The camera has a good grip in hand, but doesn’t bring anything new from other cameras in its class. It’s got no optical or electronic viewfinder, instead the images display clearly and without delay on the LCD screen. The LCD display can be folded in various positions, making it easy to shoot from ground level, for instance.

A thing I found handy was the ring at the base of the lens that you can assign various functions to. I’ve set it in aperture size and saved the role.

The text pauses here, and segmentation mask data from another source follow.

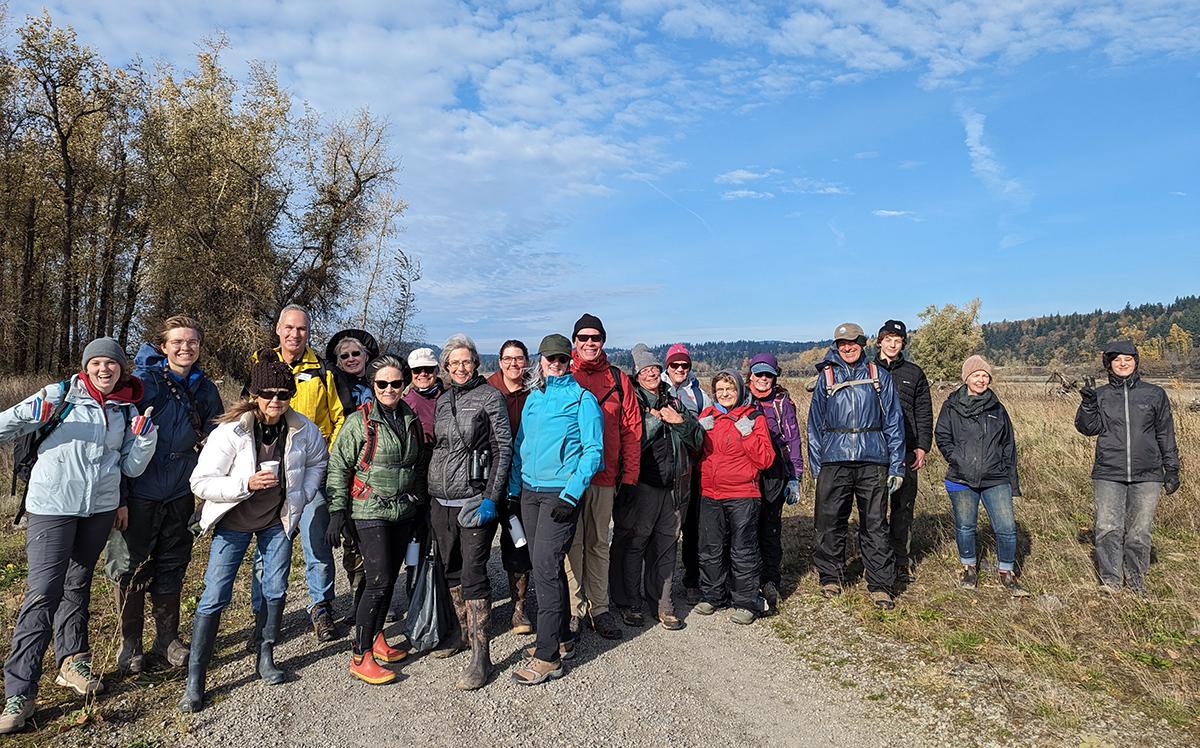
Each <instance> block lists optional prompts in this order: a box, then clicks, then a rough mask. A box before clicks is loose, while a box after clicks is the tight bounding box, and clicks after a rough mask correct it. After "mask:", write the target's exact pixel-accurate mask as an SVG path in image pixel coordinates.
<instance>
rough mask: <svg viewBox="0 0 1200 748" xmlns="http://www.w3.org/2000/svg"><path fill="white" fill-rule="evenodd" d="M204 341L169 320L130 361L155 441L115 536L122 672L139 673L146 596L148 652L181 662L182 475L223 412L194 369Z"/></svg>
mask: <svg viewBox="0 0 1200 748" xmlns="http://www.w3.org/2000/svg"><path fill="white" fill-rule="evenodd" d="M203 343H204V330H203V329H202V328H200V323H199V322H197V321H196V319H193V318H192V317H185V316H175V317H168V318H167V319H166V321H164V322H163V323H162V325H161V327H160V328H158V331H157V333H156V334H155V339H154V342H152V343H143V345H142V348H140V349H139V351H138V354H137V357H134V365H136V367H134V375H136V376H137V377H138V379H140V381H142V385H143V393H142V400H139V401H138V408H139V409H140V411H142V412H146V411H148V409H150V408H154V414H155V424H156V425H157V426H158V443H157V447H156V448H155V455H154V459H152V460H151V461H150V465H149V466H148V467H146V469H145V472H143V473H142V474H140V475H138V477H137V478H131V479H128V492H130V496H128V499H127V502H126V507H127V509H128V513H130V520H128V526H127V527H126V528H125V531H124V532H122V533H121V539H122V540H124V543H125V546H126V547H127V549H128V561H127V563H126V564H125V567H124V568H122V569H121V573H120V574H119V576H118V579H116V580H115V581H116V586H115V590H116V609H118V611H120V618H121V650H120V652H119V653H118V656H116V665H118V668H119V669H120V670H121V671H122V672H142V670H143V669H144V656H143V648H142V647H143V641H142V635H143V627H144V626H145V596H146V592H149V593H150V600H151V610H152V612H154V620H155V640H154V647H152V648H151V654H154V656H156V657H157V658H158V659H161V660H166V662H167V663H169V664H170V665H173V666H175V668H179V666H181V665H184V664H185V663H186V662H187V647H186V646H185V645H184V642H181V641H180V640H179V603H180V593H181V591H182V588H184V575H185V574H186V573H187V564H188V563H190V562H191V561H192V533H190V532H188V531H187V523H188V520H190V519H191V516H192V511H194V510H196V497H194V496H193V495H192V486H191V485H190V484H188V478H191V475H192V471H193V469H196V461H197V459H198V456H199V453H200V448H202V447H203V445H204V439H206V438H208V436H209V433H211V431H212V430H214V429H216V423H215V421H214V419H215V418H217V417H218V415H221V414H222V413H224V405H223V403H222V402H221V393H218V391H217V388H216V384H214V383H212V381H211V379H209V377H208V376H205V373H204V372H203V371H202V370H200V367H199V366H198V365H197V361H198V360H199V357H200V347H202V345H203ZM110 547H112V546H110Z"/></svg>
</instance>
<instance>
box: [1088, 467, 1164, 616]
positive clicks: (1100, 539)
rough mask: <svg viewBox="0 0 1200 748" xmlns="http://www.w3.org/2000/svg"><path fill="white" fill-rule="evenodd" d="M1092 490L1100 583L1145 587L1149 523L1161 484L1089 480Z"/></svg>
mask: <svg viewBox="0 0 1200 748" xmlns="http://www.w3.org/2000/svg"><path fill="white" fill-rule="evenodd" d="M1092 490H1093V492H1094V493H1096V522H1094V525H1093V532H1094V533H1096V570H1097V572H1098V573H1099V575H1100V584H1104V585H1108V586H1110V587H1116V588H1117V590H1120V588H1121V584H1122V582H1126V584H1128V585H1129V587H1130V588H1132V590H1135V591H1138V592H1145V591H1146V570H1147V569H1150V526H1151V525H1152V523H1153V522H1154V510H1156V509H1157V508H1158V497H1159V493H1160V492H1162V490H1163V484H1160V483H1158V481H1145V483H1117V481H1115V480H1092Z"/></svg>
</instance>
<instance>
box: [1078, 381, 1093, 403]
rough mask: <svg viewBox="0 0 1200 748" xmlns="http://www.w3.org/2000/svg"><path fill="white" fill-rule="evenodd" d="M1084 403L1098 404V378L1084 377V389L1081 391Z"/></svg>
mask: <svg viewBox="0 0 1200 748" xmlns="http://www.w3.org/2000/svg"><path fill="white" fill-rule="evenodd" d="M1079 396H1080V397H1082V399H1084V402H1088V403H1091V402H1096V377H1084V387H1082V388H1080V390H1079Z"/></svg>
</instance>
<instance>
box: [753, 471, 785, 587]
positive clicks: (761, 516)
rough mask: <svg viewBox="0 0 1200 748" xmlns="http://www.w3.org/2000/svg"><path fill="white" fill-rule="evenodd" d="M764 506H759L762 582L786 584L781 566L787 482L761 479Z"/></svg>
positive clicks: (759, 540) (758, 541)
mask: <svg viewBox="0 0 1200 748" xmlns="http://www.w3.org/2000/svg"><path fill="white" fill-rule="evenodd" d="M761 485H762V489H763V493H762V507H760V508H758V552H760V553H761V555H762V576H761V579H762V582H761V584H763V585H766V584H767V582H772V584H774V585H775V587H776V588H778V587H780V586H781V585H782V584H784V580H782V575H781V574H780V567H781V566H782V563H784V539H782V533H784V493H786V492H787V483H786V481H781V480H763V481H761Z"/></svg>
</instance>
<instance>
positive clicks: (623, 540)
mask: <svg viewBox="0 0 1200 748" xmlns="http://www.w3.org/2000/svg"><path fill="white" fill-rule="evenodd" d="M612 521H613V531H612V555H611V558H612V563H611V566H610V567H608V597H610V598H611V599H612V602H613V603H614V604H616V605H617V606H619V608H635V609H640V608H641V606H642V599H643V591H644V599H646V600H649V603H650V604H652V605H655V606H656V609H658V611H659V612H660V614H665V612H672V604H671V578H672V576H674V564H676V553H677V552H678V547H679V521H680V510H679V509H678V508H676V492H674V491H673V490H672V489H660V487H655V486H650V485H646V484H644V483H640V484H637V492H636V493H634V496H632V498H626V499H624V501H619V502H617V503H616V504H613V509H612Z"/></svg>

Here’s a hands-on presentation clip with the new G7x.

Test shots and 100% crops

I was able to test the G7x for 10 minutes and I could not help noticing that it focused almost instantly. This fact caught my attention immediately. I was able to focus and release as soon as I pointerd the camera to the scene, without perceptible delay.

In terms of image quality, in good daylight the details were rendered clearly, even at maximum aperture size. We could notice some chromatic aberrations in some parts of the frame, but only at maximum magnification of the photo.

In conclusion: images capture a high enough amount of detail (see how I brought out the shadows in the top two images below), the focusing system is very efficient, and the fast release helps you to quickly catch the scene photographed.

Test: highlighting details in underexposed areas


Test shots


Original photos- 100% crops


Continuous shooting – 6 frames per second

Here’s a continuous shooting session at 6 frames per second for nearly 60 frames. However, the camera can do that for a minute and accumulate 700 photos in a sequence.

Video test – Full HD Recording

I loved how the G7x records video. Especially while using the zoom. The lens is moving slowly in this situation and helps you make smooth transitions between frames. At the same time, the image stabilizing system is doing a good job. All the sequences that you see have been recorded with camera in hand at maximum resolution, 1920 × 1080, and a rate of 60 frames per second. I invite you to have a look.

The new Canon G7x will be available starting with the second half of October at a price of $699 (check out the price update here).

In the same class are Sony RX100 II, Canon G1x mII or Nikon Coolpix A.